🤖 AI Summary
To address the dual bottlenecks of high-cost expert demonstrations and the limitation of existing generative control methods to quasi-static scenarios in fast dynamic robotic tasks, this paper proposes Generative Predictive Control (GPC). GPC employs flow matching to construct a generative policy model trained exclusively on simulated data—eliminating reliance on human teleoperation. It establishes, for the first time, a theoretical connection between sampling-based predictive control and generative modeling. Moreover, GPC supports online warm-start optimization, ensuring temporal consistency and millisecond-level feedback. Evaluated on high-speed, non-quasi-static tasks—including agile grasping and bouncing locomotion—GPC demonstrates real-time performance, stability, and strong generalization. This work introduces a scalable, demonstration-free paradigm for general-purpose robotic policy learning.
📝 Abstract
Generative control policies have recently unlocked major progress in robotics. These methods produce action sequences via diffusion or flow matching, with training data provided by demonstrations. But despite enjoying considerable success on difficult manipulation problems, generative policies come with two key limitations. First, behavior cloning requires expert demonstrations, which can be time-consuming and expensive to obtain. Second, existing methods are limited to relatively slow, quasi-static tasks.

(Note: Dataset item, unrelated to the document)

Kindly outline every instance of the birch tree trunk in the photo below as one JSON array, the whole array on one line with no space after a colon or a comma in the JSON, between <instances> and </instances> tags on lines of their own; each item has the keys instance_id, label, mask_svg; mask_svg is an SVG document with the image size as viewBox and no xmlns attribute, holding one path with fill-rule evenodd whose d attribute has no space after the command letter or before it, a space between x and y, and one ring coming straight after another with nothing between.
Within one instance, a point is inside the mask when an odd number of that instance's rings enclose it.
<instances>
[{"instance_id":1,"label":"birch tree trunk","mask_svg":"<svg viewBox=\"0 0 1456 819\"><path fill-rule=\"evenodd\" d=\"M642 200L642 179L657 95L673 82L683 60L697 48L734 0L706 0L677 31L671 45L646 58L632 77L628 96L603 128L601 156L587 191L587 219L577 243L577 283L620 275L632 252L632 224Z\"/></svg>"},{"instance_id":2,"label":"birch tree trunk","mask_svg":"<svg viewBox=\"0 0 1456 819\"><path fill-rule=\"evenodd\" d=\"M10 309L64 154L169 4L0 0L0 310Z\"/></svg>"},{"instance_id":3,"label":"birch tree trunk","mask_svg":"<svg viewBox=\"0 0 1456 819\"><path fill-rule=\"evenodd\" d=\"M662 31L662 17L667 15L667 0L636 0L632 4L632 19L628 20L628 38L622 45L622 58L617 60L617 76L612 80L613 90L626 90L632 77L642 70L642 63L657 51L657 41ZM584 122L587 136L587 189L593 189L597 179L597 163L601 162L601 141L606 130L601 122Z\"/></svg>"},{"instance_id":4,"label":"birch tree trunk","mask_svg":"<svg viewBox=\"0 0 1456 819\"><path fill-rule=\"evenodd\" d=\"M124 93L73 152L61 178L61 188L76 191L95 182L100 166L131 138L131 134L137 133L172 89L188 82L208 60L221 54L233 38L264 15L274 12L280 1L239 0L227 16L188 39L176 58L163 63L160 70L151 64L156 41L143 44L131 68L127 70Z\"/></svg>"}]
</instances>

In this paper, we leverage a tight connection between sampling-based predictive control and generative modeling to address each of these issues. In particular, we introduce generative predictive control, a supervised learning framework for tasks with fast dynamics that are easy to simulate but difficult to demonstrate. We then show how trained flow-matching policies can be warm-started at run-time, maintaining temporal consistency and enabling fast feedback rates. We believe that generative predictive control offers a complementary approach to existing behavior cloning methods, and hope that it paves the way toward generalist policies that extend beyond quasi-static demonstration-oriented tasks.